“Wow!” “Amazing!!” “Great workflow!!” Enthusiastic followers easily get addicted to watching Dutch artists FreelingWaters’ smooth painting skills displayed on their “How it’s done” Instagram feed. Indeed, it is a joy to watch FreelingWaters effortlessly wield their large spalter brushes. Pairing the abstract with the scenic, they create radiant color gradations, geometric patterns, ornaments, creatures, and inscriptions while playing visual games with the content or invisible parts of the furniture. But make no mistake: many hours of practice have gone into their mesmerizing virtuosity.
Gijs Frieling, a fine art painter who was looking for assignments, frames, and functionality, and Job Wouters, a calligrapher from a graphic design background who was searching for craft and more freedom, met in 2007 while working on Vernacular Painting (2009), an artist publication about Frieling’s murals. Wouters discovered that his calligraphic type designs happily coincided with Frieling’s approach to painting. The book led to a successful collaboration with Belgian fashion designer Dries Van Noten in 2012, which marked their first activity as a team.
At the start of the COVID-19 pandemic, after painting an antique piece of furniture together, the duo felt a desire to explore painting cabinets in tandem. The walls of their new—now shared—studio space in Amsterdam functioned as a canvas for a first series of flat studies. Soon they were obsessed by the possibilities. “This is it!” they exclaimed after completing their first cabinet. “Each cabinet brings its own givens in terms of construction and ornamental program,” says Frieling. “As a canvas for painting, it offers us structure and a starting point.” Wouters explains: “We’re simply completely transforming existing cabinets from inside out, from top to bottom. Sometimes we follow the structure of how a cabinet is built; sometimes the painting design stands completely separate.”
The cabinets, mostly 19th-century (but sometimes older) antiques found by a trader in Germany and Eastern Europe, are completely stripped of previous coats of paint, then treated with lye. Frieling says that they look for pine cabinets, which is “a type of wood that needs protection from decay anyway and is suitable for painting.” Wouters explains that they make their own paint “using casein binder and pigments, which is thin, very liquid, and leads to amazingly sharp results.” Compared to other paints like acrylic, the colors are intense.
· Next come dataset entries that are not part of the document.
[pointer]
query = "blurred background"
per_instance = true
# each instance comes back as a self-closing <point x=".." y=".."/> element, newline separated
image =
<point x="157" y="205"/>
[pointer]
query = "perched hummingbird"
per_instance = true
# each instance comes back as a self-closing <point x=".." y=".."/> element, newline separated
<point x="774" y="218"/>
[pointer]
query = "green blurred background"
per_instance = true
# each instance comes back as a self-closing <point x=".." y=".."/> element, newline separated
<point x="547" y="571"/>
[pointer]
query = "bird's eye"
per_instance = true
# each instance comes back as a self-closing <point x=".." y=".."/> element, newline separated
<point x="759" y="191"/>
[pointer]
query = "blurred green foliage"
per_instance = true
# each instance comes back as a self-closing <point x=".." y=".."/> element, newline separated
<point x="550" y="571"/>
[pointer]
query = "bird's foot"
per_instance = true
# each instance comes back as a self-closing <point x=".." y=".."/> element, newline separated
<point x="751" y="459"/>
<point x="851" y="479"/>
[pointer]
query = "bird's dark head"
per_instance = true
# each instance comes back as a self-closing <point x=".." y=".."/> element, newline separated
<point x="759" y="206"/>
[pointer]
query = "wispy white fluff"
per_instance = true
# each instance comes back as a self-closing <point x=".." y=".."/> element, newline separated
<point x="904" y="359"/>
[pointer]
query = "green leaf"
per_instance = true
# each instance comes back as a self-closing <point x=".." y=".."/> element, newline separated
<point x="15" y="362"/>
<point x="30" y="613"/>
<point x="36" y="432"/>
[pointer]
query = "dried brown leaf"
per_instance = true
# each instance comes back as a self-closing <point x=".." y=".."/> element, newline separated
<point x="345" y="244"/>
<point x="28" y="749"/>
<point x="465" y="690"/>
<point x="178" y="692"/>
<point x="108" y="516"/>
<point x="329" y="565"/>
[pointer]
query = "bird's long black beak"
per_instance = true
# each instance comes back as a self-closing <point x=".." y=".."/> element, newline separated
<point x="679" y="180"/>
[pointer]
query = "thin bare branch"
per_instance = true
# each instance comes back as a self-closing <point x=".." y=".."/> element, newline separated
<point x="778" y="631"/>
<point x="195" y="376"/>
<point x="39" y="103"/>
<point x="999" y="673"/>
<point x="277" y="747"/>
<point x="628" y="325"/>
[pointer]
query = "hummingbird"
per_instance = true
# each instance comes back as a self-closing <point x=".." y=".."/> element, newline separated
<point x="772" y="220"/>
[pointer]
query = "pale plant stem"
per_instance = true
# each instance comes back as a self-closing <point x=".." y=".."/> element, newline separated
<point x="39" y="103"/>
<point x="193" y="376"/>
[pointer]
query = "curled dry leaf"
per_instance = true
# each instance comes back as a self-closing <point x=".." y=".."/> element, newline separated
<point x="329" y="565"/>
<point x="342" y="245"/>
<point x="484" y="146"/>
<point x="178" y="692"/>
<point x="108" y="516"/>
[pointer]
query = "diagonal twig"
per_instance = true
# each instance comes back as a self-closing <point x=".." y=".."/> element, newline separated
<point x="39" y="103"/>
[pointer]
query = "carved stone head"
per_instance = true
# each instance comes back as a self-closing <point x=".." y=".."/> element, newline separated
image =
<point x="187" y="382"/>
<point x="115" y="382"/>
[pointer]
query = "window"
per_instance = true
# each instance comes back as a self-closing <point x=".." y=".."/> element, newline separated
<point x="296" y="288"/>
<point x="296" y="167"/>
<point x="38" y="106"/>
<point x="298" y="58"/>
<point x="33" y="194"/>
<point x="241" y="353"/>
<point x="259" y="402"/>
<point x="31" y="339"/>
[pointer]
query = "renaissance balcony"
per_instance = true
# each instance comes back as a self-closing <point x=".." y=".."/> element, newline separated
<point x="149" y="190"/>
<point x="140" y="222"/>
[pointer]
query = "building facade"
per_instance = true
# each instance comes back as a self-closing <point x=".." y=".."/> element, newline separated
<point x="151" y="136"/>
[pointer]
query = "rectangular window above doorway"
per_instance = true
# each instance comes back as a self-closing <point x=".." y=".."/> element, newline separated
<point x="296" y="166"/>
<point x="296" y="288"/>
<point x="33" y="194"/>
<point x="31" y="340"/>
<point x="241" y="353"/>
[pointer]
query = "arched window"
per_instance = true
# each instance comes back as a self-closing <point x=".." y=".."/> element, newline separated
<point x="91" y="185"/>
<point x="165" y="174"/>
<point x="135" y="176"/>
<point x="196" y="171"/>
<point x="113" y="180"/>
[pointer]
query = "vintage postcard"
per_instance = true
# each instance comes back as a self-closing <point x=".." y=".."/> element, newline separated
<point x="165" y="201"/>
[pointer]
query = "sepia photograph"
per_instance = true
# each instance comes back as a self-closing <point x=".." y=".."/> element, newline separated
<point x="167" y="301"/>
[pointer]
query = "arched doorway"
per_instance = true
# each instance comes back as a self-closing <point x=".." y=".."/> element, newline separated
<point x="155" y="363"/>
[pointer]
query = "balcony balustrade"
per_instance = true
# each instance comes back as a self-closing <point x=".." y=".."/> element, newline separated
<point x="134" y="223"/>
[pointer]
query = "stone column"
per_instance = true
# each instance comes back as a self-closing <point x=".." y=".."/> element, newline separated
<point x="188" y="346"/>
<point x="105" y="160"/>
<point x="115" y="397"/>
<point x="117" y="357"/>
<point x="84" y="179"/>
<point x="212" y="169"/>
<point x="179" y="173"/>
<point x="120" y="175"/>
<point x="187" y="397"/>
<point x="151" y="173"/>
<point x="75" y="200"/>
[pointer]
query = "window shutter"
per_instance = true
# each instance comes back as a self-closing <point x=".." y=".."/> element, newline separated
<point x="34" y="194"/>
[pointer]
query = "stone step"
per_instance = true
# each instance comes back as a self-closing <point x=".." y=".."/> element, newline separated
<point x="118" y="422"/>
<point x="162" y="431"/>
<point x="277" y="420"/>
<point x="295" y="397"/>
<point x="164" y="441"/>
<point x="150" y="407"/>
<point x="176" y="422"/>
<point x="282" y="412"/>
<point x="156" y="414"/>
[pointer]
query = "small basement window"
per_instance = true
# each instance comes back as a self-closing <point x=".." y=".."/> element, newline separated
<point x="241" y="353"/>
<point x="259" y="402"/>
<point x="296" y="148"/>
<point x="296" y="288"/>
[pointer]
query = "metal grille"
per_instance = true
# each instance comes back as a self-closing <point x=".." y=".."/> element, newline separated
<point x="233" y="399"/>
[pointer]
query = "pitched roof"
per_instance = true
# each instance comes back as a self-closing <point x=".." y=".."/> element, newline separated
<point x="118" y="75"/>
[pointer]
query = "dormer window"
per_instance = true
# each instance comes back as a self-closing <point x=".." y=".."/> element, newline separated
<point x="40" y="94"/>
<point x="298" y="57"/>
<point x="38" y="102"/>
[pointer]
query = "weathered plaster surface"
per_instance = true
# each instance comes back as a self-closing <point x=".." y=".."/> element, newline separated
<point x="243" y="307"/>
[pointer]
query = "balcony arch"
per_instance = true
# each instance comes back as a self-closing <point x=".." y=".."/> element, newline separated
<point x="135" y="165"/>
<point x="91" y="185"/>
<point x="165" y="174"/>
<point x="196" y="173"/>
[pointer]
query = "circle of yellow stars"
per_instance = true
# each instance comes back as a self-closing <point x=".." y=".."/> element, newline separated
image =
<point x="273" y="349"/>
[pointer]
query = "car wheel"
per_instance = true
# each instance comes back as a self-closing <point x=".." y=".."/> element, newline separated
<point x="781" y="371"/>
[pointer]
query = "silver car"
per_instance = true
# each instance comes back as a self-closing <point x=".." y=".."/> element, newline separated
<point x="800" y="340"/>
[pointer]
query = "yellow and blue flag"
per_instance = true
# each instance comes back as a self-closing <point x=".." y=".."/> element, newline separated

Because the paint dries quickly and matte, FreelingWaters can add layer upon layer while working quickly—at “commercial speed,” Wouters jokes, alluding to the artisanal catalogues of faux marble patterns and wood grain textures they look at for inspiration.
From their library, Frieling draws out a book on Scandinavian peasant furniture. “Look, these historical cabinets are outrageously exuberant! Everything I like is here: geometry, order, organic elements, landscapes . . . The number of colors is limited, yet it’s dazzlingly rich. Doing a lot with limited means—that’s what our work is about as well.” According to Wouters, they use around fifteen unique pigments, but no more than five or six for each object. “We spend a lot of time developing clusters of colors that look complex as a result from working with gradients, contrast, and placement.”
The cabinets transformed by FreelingWaters have found their way to museum collections and private owners alike and have led to related spin-off projects like murals, textile designs, or a kite design. The flat studies on the walls of their studio only have a short lifespan. When they fall victim to the whitewash brush, the new cabinet murals go on to adorn friends’ and clients’ interiors in their own right.
Harmen Liemburg is a graphic designer, screen printer, and educator based in Wageningen, the Netherlands.